Unfortunately, their creator did not live to see this happen. Pena passed away in 2006, leaving a void that has taken some time to fill. For years, AAA suffered from the same problems that CMLL went through when Pena was fighting for the younger talent as an assistant booker. Even today, AAA’s top draws are men like Dr. Wagner Jr. & Blue Demon Jr., men that are past the age where they should be relied on to provide quality main event matches.
Both Parkas are the same age, and that age is well past the point of a typical wrestling main eventer. They were both in the main event of La Parka’s last match, which took place at an event in Arena Coliseo Monterrey on October 20. Rush, Monster Clown, L.A. Park & La Parka faced off in a four-way match. Parka decided to do a tope onto Rush, and clipped the middle rope with his thigh, which led to a bad ending. You can find the video if you’d like to see it.
Parka hung on for a couple of months afterwards, but the injuries & complications brought about by them were too much to overcome.
— Lucha Libre AAA (@luchalibreaaa) January 12, 2020
⚫ DESCANSE EN PAZ LA PARKA ⚫
El CMLL se une a la pena que embarga a la familia luchistica por el sensible fallecimiento del luchador La Parka, quien tuvo una destacada trayectoria en la historia de este deporte.

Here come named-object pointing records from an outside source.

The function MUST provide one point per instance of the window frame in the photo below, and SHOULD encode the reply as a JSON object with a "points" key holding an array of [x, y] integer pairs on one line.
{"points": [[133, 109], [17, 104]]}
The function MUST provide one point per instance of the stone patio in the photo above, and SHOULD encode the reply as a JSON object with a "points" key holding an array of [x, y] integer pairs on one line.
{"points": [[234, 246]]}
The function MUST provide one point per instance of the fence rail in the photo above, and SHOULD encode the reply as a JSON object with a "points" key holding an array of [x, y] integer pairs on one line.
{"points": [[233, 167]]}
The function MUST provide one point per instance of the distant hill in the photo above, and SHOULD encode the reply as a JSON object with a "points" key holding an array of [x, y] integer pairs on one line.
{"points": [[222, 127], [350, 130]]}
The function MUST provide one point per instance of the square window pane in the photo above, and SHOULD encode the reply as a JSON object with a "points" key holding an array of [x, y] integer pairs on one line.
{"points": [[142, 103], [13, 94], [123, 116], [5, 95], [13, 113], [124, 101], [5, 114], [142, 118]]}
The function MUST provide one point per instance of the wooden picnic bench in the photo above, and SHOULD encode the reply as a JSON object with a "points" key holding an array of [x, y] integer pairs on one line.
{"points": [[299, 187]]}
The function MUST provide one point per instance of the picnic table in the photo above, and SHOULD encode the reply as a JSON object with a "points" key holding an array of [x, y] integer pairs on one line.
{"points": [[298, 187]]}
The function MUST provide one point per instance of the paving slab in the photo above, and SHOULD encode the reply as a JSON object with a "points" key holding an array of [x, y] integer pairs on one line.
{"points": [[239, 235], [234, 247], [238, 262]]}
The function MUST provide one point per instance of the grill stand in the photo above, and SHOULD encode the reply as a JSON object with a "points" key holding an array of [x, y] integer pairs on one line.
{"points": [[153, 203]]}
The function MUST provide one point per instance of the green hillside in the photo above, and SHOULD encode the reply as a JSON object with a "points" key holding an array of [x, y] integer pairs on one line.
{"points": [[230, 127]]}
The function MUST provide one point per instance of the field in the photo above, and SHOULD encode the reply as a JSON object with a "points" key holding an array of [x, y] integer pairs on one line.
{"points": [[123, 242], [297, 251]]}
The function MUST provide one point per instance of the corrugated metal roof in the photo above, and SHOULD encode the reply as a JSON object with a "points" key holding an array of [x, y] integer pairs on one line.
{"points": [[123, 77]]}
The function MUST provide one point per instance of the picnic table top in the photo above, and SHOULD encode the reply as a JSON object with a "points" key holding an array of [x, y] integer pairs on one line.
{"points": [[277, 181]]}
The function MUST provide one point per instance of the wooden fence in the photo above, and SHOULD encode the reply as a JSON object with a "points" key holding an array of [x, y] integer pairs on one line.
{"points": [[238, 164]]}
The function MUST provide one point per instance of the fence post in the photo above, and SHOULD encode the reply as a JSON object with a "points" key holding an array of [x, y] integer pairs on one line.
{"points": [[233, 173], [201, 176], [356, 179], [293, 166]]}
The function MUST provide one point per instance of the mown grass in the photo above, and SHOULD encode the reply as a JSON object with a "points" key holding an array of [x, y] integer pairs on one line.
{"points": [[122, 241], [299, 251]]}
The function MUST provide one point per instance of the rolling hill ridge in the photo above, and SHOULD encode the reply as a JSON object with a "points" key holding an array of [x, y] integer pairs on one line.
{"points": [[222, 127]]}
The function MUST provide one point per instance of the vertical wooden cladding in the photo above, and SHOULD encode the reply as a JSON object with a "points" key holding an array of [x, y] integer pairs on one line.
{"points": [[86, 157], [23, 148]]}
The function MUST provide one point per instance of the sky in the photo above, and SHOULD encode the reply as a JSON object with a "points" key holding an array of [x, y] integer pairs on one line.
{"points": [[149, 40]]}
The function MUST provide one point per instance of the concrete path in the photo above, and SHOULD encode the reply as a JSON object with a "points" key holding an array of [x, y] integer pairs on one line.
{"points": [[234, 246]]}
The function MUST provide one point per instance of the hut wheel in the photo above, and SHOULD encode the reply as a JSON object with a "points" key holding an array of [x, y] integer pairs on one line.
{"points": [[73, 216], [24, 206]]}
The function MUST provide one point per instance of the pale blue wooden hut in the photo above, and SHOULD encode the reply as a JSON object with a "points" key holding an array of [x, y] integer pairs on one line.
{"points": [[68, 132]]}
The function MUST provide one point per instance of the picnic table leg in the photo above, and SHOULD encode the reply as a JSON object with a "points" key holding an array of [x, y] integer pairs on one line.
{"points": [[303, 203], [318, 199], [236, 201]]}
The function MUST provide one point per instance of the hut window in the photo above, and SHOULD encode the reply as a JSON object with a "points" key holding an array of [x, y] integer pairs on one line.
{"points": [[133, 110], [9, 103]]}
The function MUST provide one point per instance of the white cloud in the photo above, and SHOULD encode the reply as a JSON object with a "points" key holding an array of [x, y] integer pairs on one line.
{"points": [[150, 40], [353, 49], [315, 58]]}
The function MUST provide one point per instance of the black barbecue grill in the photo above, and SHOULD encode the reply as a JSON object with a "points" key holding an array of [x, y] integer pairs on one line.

Descanse en paz. pic.twitter.com/qK925xXFhI
— Lucha Libre CMLL (@CMLL_OFICIAL) January 12, 2020
Jesus Alfonso Escoboza Huerta passed away at the age of 54. His lone appearance for an American-based promotion happened when Impact Wrestling ran a TV taping in 2018 in Mexico. He wasn’t the Chairman of WCW. He was the Face of AAA.
His legacy will live on. He has a son that’s starting out in the wrestling business and was one of the reasons he was still hanging on – he wanted to help break his son in. I fully expect to see Parka’s son (or somebody else) don the La Parka costume for AAA in the near future. It probably sounds weird and off-putting to a lot of you. But in lucha libre, it would be business as usual. The show goes on. Most of lucha’s most famous wrestlers had famous fathers, and they tend to do similar stuff. It pleases the audience.
At the end of the day, that’s what pro wrestling is all about. Did you please your audience? Everybody involved in the La Parka character, whether they created it, put it on the map or kept it there, can answer in the affirmative.